HOSTILITY AND VIOLENT BEHAVIOR
As a medical NCO, you may encounter situations in which you need to react
promptly. For example, suppose you are assigned to provide medical coverage at the
rifle range. A soldier begins arguing with his scorer on the number of targets he hit. He
suddenly points his weapon in the direction of the other soldiers and begins shouting
obscenities. What do you do? How would you react? These questions and more will
be answered in this lesson.
a. Definition. The patient exhibiting violent behavior is the individual whose
behavior is potentially hazardous to himself or to others. The fear associated with many
psychiatric patients is caused from their actions of violence or destruction. The actual
number of such patients is greatly exaggerated. Violent behavior is not peculiar to any
type of diagnosis.
b. Causes. There are several precipitating factors to violent behavior. Included
are the following:
Medical illness for which organic brain syndrome is the common cause.
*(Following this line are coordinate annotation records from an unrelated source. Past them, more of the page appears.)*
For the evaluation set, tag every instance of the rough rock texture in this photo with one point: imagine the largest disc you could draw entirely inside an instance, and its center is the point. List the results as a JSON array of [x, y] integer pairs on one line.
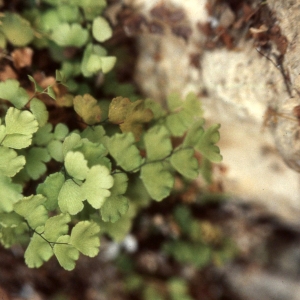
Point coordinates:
[[238, 86]]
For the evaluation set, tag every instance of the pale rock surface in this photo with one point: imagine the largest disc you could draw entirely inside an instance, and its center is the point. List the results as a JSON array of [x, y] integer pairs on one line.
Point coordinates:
[[240, 85]]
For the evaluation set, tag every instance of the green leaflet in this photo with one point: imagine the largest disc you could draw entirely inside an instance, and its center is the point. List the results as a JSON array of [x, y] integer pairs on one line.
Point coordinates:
[[35, 162], [157, 180], [10, 193], [158, 143], [68, 13], [10, 220], [33, 210], [13, 235], [85, 238], [116, 205], [50, 188], [10, 162], [37, 88], [94, 153], [70, 198], [76, 165], [10, 90], [206, 144], [38, 251], [155, 107], [194, 134], [88, 109], [16, 29], [39, 110], [60, 131], [94, 134], [95, 188], [122, 149], [70, 142], [20, 126], [55, 146], [55, 149], [56, 226], [118, 109], [66, 254], [185, 163], [101, 29], [70, 35], [43, 136]]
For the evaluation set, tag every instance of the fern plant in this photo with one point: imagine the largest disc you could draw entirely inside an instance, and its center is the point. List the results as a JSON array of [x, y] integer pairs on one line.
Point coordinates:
[[72, 31], [105, 170]]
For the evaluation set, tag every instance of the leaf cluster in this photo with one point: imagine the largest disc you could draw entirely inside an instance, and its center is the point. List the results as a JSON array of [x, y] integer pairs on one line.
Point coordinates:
[[62, 25], [105, 172]]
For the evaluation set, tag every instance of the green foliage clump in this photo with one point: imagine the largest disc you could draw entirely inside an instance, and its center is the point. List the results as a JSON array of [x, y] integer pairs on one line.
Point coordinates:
[[92, 180], [59, 26]]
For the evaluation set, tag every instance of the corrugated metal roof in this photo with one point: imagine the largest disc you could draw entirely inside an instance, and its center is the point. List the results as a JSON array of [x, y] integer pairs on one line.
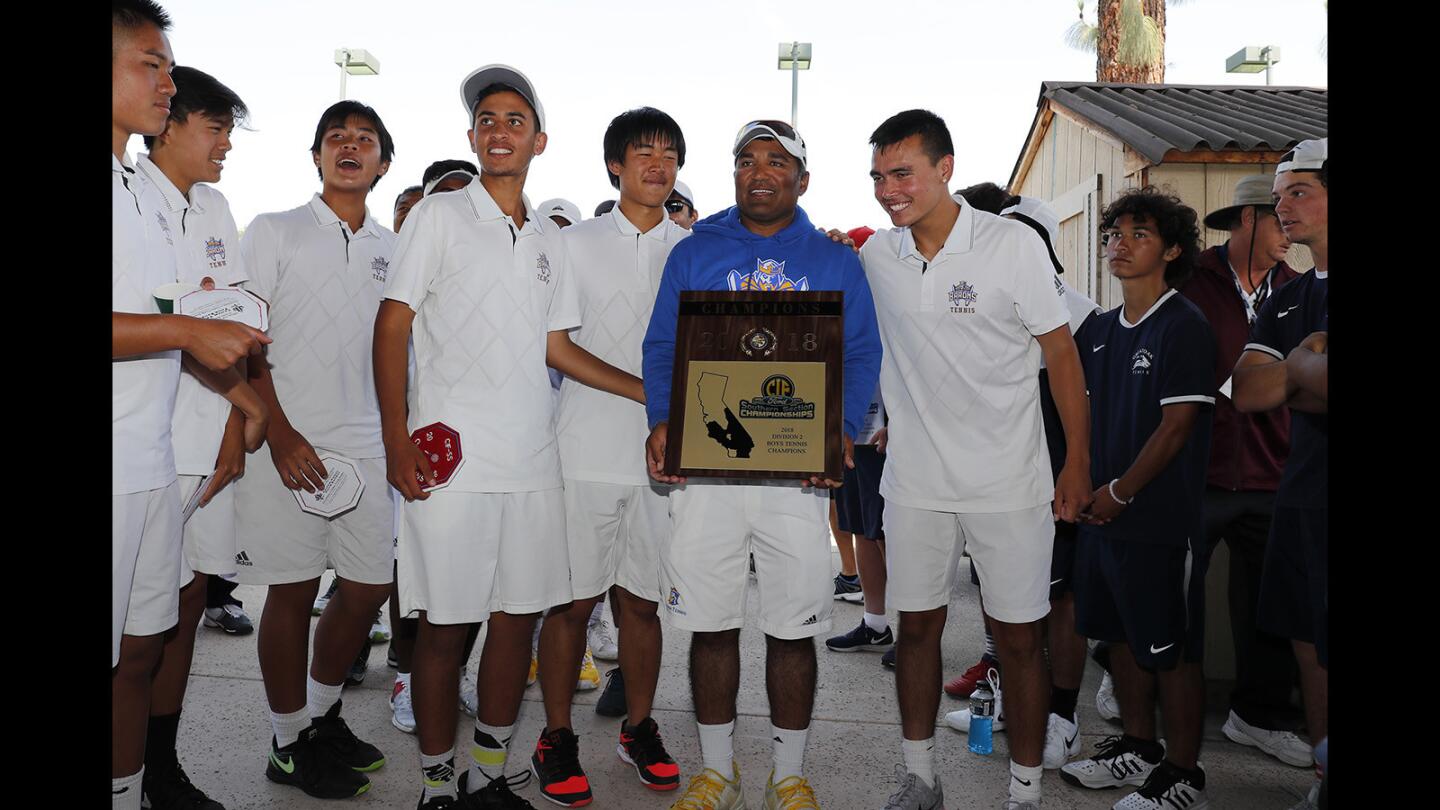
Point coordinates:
[[1157, 118]]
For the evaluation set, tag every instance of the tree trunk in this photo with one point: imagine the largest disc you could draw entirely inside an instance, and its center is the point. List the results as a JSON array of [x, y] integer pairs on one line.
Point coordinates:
[[1108, 68]]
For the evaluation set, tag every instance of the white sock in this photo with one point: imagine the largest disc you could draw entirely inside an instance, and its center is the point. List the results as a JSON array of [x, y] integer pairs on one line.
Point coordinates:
[[288, 727], [788, 751], [717, 747], [321, 696], [124, 791], [919, 758], [487, 755], [438, 774], [1024, 781]]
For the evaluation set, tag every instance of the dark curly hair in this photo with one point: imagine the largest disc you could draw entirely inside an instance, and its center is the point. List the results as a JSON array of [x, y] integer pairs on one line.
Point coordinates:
[[1172, 219]]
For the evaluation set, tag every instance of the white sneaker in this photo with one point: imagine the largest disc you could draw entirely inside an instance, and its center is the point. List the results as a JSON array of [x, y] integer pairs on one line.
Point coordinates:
[[1062, 741], [1279, 744], [402, 708], [601, 636], [1105, 701], [468, 695]]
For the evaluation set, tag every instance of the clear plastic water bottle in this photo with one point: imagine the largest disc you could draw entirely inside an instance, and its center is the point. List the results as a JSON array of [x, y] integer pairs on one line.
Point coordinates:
[[982, 718]]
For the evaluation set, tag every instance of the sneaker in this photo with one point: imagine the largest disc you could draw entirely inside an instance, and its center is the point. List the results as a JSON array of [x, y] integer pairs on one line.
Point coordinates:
[[861, 639], [612, 701], [402, 706], [599, 633], [169, 787], [589, 676], [313, 767], [915, 794], [964, 683], [1062, 741], [333, 732], [709, 790], [847, 588], [1113, 764], [229, 619], [1167, 789], [1105, 701], [1279, 744], [468, 692], [640, 745], [794, 793], [556, 766], [324, 598]]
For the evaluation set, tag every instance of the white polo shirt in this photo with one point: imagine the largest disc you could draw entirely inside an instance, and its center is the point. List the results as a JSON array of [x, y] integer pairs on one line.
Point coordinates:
[[615, 273], [486, 296], [143, 388], [323, 283], [206, 244], [961, 365]]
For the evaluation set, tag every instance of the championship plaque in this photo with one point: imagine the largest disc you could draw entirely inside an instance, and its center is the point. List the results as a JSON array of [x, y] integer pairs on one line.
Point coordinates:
[[756, 389]]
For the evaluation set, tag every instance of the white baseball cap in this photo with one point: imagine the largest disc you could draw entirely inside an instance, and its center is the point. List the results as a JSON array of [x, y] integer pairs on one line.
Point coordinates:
[[480, 78]]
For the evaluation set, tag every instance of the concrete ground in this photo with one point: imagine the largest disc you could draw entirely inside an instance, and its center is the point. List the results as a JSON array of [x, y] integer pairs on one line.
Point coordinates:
[[854, 742]]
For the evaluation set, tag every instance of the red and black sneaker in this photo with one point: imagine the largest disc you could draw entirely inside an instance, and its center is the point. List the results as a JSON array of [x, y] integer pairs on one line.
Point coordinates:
[[641, 747], [556, 764]]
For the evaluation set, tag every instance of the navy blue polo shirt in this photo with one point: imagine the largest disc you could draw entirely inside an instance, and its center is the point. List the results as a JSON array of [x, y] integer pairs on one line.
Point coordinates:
[[1132, 372], [1283, 322]]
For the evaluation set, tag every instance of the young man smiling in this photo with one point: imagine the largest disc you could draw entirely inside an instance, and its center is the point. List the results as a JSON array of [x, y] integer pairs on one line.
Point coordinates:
[[968, 303], [321, 267], [765, 242]]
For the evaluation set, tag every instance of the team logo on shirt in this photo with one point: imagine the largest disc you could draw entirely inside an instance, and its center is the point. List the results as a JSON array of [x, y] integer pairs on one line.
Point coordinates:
[[964, 297], [1141, 362], [768, 276]]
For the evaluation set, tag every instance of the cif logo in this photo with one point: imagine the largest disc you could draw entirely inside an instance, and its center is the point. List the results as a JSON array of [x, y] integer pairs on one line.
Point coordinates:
[[778, 385]]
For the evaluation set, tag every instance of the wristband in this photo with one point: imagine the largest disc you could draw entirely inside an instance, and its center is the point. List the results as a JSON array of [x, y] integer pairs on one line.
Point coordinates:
[[1118, 499]]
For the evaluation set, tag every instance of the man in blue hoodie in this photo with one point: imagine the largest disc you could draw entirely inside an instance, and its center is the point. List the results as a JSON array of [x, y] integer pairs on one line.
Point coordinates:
[[763, 242]]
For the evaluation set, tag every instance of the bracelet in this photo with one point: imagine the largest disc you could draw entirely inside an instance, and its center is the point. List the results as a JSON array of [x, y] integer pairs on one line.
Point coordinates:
[[1118, 499]]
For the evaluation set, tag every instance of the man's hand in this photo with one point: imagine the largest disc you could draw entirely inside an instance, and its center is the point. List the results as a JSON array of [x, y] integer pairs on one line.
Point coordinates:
[[655, 456], [1072, 493], [295, 460], [402, 461]]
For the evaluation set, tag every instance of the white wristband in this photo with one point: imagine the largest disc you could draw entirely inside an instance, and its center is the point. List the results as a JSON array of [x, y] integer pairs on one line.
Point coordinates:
[[1118, 499]]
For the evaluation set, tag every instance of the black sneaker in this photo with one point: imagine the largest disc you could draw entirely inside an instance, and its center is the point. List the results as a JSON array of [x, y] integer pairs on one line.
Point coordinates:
[[556, 764], [641, 747], [612, 701], [314, 768], [167, 787], [861, 639], [333, 732]]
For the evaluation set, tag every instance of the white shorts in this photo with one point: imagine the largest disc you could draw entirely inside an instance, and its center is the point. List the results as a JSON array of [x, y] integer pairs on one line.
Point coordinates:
[[706, 564], [467, 555], [615, 533], [1011, 552], [147, 565], [209, 533], [275, 542]]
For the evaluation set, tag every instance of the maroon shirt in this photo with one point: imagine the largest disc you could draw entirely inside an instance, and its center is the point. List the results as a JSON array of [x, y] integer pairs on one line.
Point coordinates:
[[1247, 450]]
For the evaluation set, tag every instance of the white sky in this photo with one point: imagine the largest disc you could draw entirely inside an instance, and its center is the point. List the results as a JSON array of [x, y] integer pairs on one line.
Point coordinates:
[[710, 65]]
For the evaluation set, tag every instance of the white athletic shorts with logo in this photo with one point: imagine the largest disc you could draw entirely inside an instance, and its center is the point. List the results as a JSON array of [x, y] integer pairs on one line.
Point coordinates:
[[1011, 552], [467, 555], [209, 533], [615, 533], [716, 526], [275, 542], [147, 564]]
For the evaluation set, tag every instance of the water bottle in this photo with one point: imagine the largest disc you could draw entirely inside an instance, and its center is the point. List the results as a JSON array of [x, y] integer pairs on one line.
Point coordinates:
[[982, 714]]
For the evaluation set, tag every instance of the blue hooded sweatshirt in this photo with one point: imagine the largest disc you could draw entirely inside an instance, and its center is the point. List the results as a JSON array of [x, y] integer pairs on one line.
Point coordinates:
[[723, 254]]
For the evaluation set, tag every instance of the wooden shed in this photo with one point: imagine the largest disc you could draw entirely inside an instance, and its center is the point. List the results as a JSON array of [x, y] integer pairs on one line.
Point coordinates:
[[1092, 140]]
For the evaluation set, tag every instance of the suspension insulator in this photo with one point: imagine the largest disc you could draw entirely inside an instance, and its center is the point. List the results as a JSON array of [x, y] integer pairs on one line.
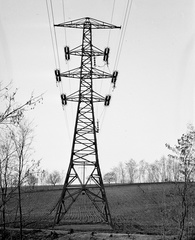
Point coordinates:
[[57, 74], [64, 99], [106, 54], [67, 53], [107, 100], [114, 77]]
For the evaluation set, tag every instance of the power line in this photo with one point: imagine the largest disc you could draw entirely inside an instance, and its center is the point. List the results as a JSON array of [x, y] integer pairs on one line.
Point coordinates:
[[63, 9], [125, 22], [111, 21], [52, 40], [55, 34]]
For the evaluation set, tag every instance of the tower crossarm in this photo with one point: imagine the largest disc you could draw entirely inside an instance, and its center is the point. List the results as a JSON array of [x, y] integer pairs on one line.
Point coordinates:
[[93, 24], [78, 51], [74, 97], [94, 73]]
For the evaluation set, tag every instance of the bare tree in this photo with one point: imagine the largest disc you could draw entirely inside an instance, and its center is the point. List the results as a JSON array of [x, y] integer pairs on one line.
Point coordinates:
[[12, 112], [142, 169], [22, 137], [121, 170], [54, 178], [184, 153], [110, 177], [131, 169]]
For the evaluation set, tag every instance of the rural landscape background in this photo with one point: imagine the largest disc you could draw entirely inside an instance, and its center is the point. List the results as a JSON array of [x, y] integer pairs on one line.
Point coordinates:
[[147, 137]]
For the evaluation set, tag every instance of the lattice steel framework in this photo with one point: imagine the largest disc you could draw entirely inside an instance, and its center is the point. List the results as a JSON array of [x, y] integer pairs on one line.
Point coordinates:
[[84, 176]]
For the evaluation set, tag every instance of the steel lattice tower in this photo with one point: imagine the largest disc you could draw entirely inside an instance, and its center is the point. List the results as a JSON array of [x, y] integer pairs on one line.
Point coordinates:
[[84, 154]]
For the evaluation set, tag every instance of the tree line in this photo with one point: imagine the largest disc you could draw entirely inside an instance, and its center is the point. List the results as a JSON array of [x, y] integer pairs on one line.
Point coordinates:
[[172, 168]]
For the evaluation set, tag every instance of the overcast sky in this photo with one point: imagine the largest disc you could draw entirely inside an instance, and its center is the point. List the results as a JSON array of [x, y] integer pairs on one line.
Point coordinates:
[[154, 98]]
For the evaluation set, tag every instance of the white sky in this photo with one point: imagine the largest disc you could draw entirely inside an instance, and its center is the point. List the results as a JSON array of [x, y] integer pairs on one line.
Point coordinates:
[[154, 98]]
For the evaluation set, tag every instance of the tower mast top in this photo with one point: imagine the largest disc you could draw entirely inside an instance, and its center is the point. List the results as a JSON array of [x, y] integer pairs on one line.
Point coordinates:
[[93, 23]]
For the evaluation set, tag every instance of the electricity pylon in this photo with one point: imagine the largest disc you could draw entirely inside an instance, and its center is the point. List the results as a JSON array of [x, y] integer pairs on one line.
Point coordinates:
[[83, 178]]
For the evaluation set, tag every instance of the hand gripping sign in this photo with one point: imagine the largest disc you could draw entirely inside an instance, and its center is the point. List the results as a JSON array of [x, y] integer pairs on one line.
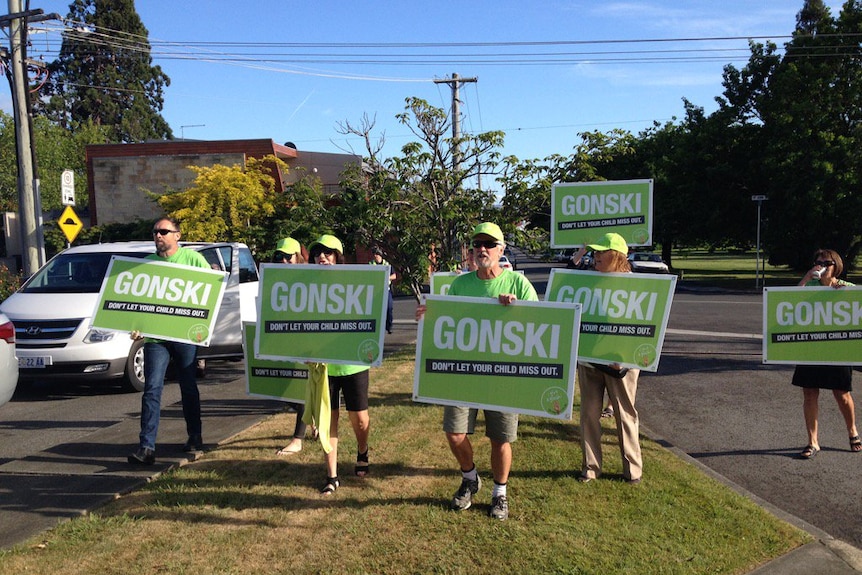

Personality disorders such as poor impulse control.
(3) True neuropsychiatric illnesses (the person experiences delusions of
persecution and "hearing voices").
MANAGEMENT OF AN UNARMED VIOLENT PATIENT
The violent, agitated patient must be controlled before attempts are made to
diagnose or to refer the patient for help.
a. Verbal Control. Verbal control should be the first attempt made. As you
approach the patient, talk calmly to him. Avoid threatening him. Tell him who you are,
where and how you plan to help him; this is called reorienting information. Ask him
questions about what is troubling him. Try to find the cause of his agitation. Asking why
he is upset often stimulates the patient to think rationally. Additionally, these questions
provide necessary information. Often, the verbal approach is enough to calm someone
who is not in a panic, anxiety state. The verbal approach is usually effective with
patients who are psychotic (person who has lost contact with reality).